In between a busy work schedule, social plans and managing your family’s calendar, it’s not always easy to find time for a doctor’s appointment. So, when you do, it’s important to make sure that you’re getting the most out of your visit.
“As a primary care doctor, my goal is to build a relationship with every patient. An appointment is a time for me to answer your questions, but also for us to talk about your complete health history and your lifestyle. This allows me to provide a better, more tailored treatment plan to each individual,” says Gabrielle Santarelli, DO, primary care physician at the Main Line Health Center in Broomall.
What can you do to make your next doctor’s visit a success? Dr. Santarelli explains.
Know your symptoms, and come with questions
If your doctor’s appointment is in response to an illness or injury, chronic pain or a health issue that’s persisted for several days or weeks, then you’re probably all too familiar with its symptoms. But could you list them if you were asked? You should be able to, says Dr. Santarelli.
“A detailed list of symptoms can help differentiate one illness from another. For example, a cold and the flu are very similar conditions, but if you tell me that you’re having muscle aches or feeling tired, you might be more likely to have the flu.
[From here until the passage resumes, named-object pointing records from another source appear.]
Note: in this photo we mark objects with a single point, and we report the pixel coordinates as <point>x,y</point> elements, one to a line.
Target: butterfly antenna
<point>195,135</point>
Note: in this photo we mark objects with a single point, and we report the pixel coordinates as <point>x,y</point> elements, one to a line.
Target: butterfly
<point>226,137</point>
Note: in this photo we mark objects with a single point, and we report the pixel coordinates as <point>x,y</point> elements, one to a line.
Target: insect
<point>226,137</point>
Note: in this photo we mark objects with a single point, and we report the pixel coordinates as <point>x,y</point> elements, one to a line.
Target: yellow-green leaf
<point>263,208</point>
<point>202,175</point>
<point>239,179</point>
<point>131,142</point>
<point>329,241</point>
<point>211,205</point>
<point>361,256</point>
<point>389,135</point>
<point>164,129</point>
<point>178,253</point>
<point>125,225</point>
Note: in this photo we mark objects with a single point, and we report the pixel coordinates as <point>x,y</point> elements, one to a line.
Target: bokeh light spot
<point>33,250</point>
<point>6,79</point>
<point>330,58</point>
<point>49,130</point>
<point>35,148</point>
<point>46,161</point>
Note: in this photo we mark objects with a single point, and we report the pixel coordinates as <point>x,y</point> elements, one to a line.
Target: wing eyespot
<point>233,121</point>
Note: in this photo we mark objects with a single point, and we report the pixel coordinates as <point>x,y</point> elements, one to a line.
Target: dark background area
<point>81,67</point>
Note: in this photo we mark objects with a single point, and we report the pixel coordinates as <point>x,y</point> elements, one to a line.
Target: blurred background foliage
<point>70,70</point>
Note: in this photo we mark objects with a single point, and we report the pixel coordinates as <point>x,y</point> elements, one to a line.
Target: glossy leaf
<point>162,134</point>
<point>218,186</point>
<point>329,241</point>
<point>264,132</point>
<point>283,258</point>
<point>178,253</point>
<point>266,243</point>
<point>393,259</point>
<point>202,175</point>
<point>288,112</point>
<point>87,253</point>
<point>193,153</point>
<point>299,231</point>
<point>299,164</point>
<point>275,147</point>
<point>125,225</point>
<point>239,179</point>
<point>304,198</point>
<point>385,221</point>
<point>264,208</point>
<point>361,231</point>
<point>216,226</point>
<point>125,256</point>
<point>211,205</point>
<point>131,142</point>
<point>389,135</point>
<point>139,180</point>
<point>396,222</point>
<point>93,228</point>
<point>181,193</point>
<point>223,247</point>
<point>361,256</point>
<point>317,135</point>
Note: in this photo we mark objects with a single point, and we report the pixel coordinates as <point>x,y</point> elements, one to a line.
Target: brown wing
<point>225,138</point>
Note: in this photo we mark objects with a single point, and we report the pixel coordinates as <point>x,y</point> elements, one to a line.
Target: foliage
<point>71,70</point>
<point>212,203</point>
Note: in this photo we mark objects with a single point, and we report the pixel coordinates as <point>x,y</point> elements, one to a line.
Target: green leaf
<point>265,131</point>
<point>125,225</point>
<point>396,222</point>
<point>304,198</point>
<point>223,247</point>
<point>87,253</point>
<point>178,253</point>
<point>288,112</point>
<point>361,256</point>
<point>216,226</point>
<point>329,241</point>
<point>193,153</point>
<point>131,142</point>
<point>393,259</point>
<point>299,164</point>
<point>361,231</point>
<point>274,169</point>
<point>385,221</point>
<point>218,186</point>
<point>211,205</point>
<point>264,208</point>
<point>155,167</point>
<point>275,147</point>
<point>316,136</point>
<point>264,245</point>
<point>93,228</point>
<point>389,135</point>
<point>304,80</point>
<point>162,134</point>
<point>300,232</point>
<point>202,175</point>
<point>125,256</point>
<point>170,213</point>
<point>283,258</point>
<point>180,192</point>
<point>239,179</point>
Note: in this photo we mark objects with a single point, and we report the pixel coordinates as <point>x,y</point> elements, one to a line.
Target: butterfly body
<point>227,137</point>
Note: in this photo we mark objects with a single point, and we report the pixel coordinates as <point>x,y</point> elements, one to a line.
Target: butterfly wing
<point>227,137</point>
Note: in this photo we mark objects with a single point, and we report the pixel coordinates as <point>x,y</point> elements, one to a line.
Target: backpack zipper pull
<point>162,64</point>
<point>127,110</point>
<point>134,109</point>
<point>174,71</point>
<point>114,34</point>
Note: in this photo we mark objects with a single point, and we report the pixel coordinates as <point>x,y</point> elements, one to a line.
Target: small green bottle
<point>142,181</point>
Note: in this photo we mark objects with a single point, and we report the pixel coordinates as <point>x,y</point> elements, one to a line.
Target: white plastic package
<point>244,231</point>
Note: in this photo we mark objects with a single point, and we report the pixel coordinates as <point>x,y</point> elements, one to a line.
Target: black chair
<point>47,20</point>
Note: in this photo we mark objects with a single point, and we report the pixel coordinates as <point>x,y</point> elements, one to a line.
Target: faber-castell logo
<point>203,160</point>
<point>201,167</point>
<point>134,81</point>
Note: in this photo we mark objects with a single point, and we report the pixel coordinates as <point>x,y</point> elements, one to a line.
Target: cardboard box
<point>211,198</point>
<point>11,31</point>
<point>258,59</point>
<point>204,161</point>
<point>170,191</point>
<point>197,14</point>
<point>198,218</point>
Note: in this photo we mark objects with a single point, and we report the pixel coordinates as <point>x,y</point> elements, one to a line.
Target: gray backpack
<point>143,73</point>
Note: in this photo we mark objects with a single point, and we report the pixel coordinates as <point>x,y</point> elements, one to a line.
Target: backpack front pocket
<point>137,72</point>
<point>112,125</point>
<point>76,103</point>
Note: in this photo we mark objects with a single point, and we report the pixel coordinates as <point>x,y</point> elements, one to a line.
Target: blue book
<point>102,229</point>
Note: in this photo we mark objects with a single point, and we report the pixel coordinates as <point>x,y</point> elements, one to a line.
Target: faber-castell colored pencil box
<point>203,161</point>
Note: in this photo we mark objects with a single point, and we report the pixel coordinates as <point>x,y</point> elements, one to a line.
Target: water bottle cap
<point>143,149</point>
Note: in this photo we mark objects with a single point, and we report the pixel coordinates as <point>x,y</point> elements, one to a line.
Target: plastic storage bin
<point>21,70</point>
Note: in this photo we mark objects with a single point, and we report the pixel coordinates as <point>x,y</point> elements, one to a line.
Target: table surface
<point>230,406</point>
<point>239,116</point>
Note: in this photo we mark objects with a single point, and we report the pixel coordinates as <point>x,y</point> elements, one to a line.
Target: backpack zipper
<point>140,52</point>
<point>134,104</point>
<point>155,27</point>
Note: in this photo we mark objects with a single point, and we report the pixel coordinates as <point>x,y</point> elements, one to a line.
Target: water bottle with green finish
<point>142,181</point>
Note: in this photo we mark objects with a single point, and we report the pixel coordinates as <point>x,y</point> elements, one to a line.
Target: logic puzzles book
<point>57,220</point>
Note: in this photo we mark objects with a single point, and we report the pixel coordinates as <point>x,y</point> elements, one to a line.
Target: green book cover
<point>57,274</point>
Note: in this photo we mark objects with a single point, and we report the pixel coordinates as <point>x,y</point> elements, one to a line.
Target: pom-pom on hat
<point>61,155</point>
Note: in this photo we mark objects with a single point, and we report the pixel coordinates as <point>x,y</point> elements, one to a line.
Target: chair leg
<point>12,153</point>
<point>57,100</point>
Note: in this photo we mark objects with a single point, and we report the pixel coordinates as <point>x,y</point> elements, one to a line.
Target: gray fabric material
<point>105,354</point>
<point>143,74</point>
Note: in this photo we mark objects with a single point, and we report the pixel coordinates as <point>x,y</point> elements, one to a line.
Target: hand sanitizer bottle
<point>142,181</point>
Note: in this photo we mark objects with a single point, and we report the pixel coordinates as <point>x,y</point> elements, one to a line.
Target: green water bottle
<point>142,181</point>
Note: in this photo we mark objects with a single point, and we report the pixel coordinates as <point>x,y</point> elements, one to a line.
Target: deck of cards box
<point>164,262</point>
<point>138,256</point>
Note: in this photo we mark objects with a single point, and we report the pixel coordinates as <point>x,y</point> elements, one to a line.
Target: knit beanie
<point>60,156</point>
A comprehensive overview of your symptoms allows your doctor to make the most accurate diagnosis,” she explains.
Provide a review of your medical history
In order for your doctor to provide the best care, you’ll need to provide some insight into your medical history.
“If you’re changing doctors, ask for a copy of your medical records to bring with you to your first appointment. This will give your new doctor some reference for past medical procedures, immunization history, and your family or personal risk for health issues like cancer, heart disease and diabetes,” says Dr. Santarelli.
You should also be prepared to answer questions about any allergies you have, or medications you’re taking, as this can help dictate a treatment plan.
Be ready to talk about your health habits
Part of knowing your health history is being able to provide insight into your lifestyle. Depending on the reason for your visit, your doctor may ask you questions like:
- How many hours of sleep do you get, on average, each night?
- How often do you exercise each week?
- How much alcohol do you drink each week?
- When was the beginning (or end) of your last menstrual cycle?
If you’re preparing for a doctor’s visit, try to think back on your habits and behavior over the past several weeks to have some answers ready.